Organisations in the Asia-Pacific region are poised to 'significantly increase' their investments in machine learning (ML) in the coming one to three years, according to research by global data and technology company Experian.
According to the study, conducted by Forrester Consulting, 69% of organisations that are already using ML plan to significantly increase investment in their ML capabilities, reflecting how the technological advancement is helping organisations improve access to financial services, reduce risk, and accelerate automation.
As ML has become a driver of financial inclusion and sustainable growth, finance leaders must look into how it is enabling organisations to expand access to financial services for underserved segments, particularly thin-file and underbanked consumers.
Experian says ML models allow for more accurate assessments of eligibility, helping providers make fairer, more inclusive decisions by incorporating richer, alternative data sources.
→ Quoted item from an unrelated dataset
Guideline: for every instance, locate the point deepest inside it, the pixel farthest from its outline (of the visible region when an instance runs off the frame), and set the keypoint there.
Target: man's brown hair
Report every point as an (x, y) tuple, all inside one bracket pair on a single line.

Research shows that 64% of ML adopters agree that the technology enables them to widen access to financial services, responsibly serving new customer segments that traditional scorecards often exclude. At the same time, 69% of respondents report that ML improves profitability by enhancing risk prediction and reducing bad debt, making the technological advancement a strategic asset for organisations aiming to grow sustainably.
Aside from this, the study reveals automation, efficiency and cost saving are top ML benefits, with 68% of ML users citing improved risk prediction accuracy and operational efficiency as the most significant advantages of ML.